Mostrou que, sob as condições certas, a matéria inanimada podia gerar as peças fundamentais para o funcionamento dos seres. Essa revolução aconteceu na Terra, há bilhões de anos, e repeti-la no laboratório tem sido um sonho dourado do homem. Miller ainda não chegou lá, mas vem acumulando informações preciosas. O dado mais atual, que ele divulgou no ano passado, contradiz os argumentos de que vida precisaria de centenas de milhões de anos para brotar: "Nossos cálculos mostram que 10 milhões de anos são mais do que suficientes."


"Eu acredito que 
as moléculas das primeiras células 
não suportariam 
um calor extremo, 
de mais de 100°C. Penso que elas surgiram, há mais 
de 4 bilhões de anos, num ambiente de até 70°C. Só depois é que se adaptaram a 120°C."

Peter Gogarten,
Universidade de Connecticut

No final do ano passado, no livro Origins of life and evolution of biosphere, saiu uma das mais completas análises das moléculas básicas de todas as classes de micróbios. "Os autores articularam muito bem as mais recentes novidades sobre o assunto", recomendou o americano James Kasting, professor de Geociências da Universidade do Estado da Pennsilvânia. Um dos autores, o biólogo Peter Gogarten, falou à SUPER que, logo depois de formada, a Terra era quente, às vezes mais, às vezes menos, em períodos alternados. A vida teria surgido numa das fases em que o castigo era menor.
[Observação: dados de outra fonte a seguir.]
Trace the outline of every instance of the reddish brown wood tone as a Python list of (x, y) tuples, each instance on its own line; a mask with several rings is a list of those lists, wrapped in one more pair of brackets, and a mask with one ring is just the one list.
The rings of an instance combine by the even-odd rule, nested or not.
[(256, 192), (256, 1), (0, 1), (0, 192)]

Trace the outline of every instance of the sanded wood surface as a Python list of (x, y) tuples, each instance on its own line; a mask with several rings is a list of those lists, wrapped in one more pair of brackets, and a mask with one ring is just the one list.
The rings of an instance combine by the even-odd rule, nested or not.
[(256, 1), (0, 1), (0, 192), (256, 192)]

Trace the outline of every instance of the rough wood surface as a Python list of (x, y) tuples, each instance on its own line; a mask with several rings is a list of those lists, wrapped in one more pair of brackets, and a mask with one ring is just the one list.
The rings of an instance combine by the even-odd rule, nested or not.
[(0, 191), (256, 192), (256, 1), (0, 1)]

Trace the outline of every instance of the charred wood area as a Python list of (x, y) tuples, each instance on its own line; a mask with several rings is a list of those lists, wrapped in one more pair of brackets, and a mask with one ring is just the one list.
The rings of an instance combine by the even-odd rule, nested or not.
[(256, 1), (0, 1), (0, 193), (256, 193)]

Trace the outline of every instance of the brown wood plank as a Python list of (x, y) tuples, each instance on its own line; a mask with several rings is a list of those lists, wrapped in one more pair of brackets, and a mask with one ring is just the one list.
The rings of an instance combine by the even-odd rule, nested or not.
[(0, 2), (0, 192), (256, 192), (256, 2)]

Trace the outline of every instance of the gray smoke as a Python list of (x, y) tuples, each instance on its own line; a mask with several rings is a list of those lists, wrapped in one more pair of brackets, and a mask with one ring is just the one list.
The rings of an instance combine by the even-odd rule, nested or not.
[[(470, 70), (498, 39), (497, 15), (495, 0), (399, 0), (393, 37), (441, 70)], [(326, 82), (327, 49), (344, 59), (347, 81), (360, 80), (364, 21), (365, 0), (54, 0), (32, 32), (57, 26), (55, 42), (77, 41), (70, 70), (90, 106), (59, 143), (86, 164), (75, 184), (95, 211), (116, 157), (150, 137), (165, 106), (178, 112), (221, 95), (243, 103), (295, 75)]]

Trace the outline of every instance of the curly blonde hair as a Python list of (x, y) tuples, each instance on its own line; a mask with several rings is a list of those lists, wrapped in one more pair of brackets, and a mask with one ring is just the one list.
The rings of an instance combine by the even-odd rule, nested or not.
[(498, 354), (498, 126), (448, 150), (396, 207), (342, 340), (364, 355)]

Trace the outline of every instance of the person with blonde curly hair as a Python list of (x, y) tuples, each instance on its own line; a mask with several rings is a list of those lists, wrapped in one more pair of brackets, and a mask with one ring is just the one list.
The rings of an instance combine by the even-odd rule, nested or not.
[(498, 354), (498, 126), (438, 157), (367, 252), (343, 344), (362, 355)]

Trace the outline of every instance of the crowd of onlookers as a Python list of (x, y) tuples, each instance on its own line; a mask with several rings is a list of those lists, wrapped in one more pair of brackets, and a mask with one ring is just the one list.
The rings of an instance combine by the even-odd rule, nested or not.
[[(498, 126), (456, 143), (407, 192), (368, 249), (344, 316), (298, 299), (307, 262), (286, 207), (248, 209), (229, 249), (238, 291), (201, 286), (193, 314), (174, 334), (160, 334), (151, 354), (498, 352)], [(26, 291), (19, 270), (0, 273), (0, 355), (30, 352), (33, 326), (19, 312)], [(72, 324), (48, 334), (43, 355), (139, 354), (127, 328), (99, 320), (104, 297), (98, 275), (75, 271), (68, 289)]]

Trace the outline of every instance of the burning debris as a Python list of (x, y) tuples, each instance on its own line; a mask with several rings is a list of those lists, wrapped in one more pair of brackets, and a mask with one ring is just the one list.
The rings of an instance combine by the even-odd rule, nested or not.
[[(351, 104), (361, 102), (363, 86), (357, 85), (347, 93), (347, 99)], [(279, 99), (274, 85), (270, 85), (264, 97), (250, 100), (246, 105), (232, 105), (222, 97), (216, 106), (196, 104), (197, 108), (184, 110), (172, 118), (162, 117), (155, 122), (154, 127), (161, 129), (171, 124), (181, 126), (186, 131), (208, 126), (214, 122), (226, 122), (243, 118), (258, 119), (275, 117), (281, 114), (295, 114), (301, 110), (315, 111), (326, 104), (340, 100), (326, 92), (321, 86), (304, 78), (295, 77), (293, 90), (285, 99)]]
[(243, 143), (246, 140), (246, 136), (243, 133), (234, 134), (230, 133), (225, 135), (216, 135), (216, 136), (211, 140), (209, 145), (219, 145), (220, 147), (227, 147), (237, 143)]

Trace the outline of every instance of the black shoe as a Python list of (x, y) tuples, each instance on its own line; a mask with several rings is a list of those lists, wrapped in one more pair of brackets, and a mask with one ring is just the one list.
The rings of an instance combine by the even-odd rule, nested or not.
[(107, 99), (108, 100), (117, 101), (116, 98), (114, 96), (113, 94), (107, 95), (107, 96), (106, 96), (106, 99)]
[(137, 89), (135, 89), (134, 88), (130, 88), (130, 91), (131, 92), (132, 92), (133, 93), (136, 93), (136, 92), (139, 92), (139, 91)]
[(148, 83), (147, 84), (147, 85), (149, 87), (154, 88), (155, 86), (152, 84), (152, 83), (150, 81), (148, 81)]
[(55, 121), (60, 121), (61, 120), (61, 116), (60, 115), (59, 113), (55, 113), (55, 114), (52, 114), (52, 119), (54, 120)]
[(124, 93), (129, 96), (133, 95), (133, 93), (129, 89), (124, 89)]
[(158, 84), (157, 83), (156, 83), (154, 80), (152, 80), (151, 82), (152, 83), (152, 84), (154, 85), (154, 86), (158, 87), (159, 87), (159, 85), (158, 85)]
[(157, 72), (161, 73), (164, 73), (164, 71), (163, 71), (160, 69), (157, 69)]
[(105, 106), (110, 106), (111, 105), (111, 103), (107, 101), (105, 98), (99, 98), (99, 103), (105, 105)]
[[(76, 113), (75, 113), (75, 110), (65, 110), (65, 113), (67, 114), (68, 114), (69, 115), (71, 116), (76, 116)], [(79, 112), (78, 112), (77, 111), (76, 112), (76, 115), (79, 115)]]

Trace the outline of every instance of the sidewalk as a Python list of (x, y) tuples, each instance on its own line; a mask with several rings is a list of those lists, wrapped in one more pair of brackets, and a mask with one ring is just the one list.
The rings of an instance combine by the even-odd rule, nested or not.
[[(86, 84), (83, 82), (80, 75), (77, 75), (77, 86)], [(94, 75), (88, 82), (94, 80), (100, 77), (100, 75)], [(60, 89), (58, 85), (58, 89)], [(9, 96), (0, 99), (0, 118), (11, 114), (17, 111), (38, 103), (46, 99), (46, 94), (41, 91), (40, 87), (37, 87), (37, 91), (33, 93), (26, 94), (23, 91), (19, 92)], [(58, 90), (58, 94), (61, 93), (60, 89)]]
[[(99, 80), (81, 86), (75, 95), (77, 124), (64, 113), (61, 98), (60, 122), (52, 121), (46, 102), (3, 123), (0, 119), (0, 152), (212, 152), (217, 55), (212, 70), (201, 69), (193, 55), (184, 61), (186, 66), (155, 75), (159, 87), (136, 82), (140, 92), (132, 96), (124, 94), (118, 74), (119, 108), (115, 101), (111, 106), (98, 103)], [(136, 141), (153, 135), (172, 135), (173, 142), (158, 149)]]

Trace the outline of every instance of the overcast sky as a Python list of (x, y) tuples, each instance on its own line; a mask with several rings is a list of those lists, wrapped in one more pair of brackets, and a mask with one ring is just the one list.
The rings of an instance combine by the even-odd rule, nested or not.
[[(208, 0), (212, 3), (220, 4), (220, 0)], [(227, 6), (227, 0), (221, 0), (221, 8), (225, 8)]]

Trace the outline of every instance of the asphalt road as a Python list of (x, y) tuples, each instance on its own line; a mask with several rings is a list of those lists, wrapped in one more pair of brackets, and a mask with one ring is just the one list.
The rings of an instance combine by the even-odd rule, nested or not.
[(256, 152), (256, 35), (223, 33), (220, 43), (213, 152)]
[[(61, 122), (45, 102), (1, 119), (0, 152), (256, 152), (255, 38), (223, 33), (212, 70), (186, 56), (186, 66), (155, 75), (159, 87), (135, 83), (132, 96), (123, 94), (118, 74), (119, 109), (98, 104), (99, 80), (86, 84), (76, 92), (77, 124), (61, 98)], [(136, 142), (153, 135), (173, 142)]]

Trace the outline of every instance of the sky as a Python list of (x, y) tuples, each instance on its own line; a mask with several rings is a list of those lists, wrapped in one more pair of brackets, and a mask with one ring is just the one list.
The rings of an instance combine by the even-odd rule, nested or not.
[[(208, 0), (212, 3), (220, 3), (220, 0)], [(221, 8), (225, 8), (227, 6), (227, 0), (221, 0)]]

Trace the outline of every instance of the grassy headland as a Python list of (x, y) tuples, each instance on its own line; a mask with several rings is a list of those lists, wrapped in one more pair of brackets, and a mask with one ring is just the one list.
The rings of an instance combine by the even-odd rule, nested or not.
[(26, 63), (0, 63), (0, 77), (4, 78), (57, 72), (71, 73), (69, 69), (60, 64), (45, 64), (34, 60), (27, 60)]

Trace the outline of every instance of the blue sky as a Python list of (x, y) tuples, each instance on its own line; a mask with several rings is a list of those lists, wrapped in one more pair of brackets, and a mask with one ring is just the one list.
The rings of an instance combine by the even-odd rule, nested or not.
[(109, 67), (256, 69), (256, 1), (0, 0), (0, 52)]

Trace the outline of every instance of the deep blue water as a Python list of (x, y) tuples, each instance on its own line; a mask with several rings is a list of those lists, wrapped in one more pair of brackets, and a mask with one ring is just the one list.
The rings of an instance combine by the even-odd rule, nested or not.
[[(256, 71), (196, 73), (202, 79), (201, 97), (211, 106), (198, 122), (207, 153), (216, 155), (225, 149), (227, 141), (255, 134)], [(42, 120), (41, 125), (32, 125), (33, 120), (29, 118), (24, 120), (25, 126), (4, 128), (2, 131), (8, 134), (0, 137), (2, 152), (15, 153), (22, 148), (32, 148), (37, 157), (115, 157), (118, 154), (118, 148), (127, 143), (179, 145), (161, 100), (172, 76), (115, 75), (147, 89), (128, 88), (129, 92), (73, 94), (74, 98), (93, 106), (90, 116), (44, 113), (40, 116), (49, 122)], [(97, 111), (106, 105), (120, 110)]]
"Há diversas formas de justificar a 
hipótese de que 
os primeiros organismos eram células familiares 
com ambientes quentes. Nessas condições, por exemplo, as reações químicas básicas 
das células ocorreriam mais facilmente"

Daniel Boone, 
Oregon Graduate Institute

O microbiologista ambiental Daniel Boone participou, no ano passado, da descoberta de um novo nicho ecológico dos micróbios: o subsolo profundo do planeta. Espécies desconhecidas estão sendo encontradas em grande número nesse locais, em todos os continentes. Algumas estão isolados nas profundezas desde o tempo dos dinossauros, há 60 milhões de anos. E os seus ancestrais, a julgar pela posição defendida por muitos cientistas, podem ter ocupado esses nichos desde os primeiros momentos de existência do planeta. 


Uma árvore para cada hipótese

Hipótese 1
A visão predominante entre os pesquisadores é que os primeiros organismos surgiram mesmo na Terra ardente. Eram antepassados das bactérias (microorganismos que não têm núcleo). Por isso, as bactérias estariam na linhagem principal da árvore genealógica. 

Hipótese 2
Na hipótese alternativa nem tudo era castigo, o tempo todo. As células originais acharam um ambiente menos quente para nascer e estavam na linhagem dos eucariotas (microorganismos com núcleo). Nesse ramo, estão os animais, inclusive o homem.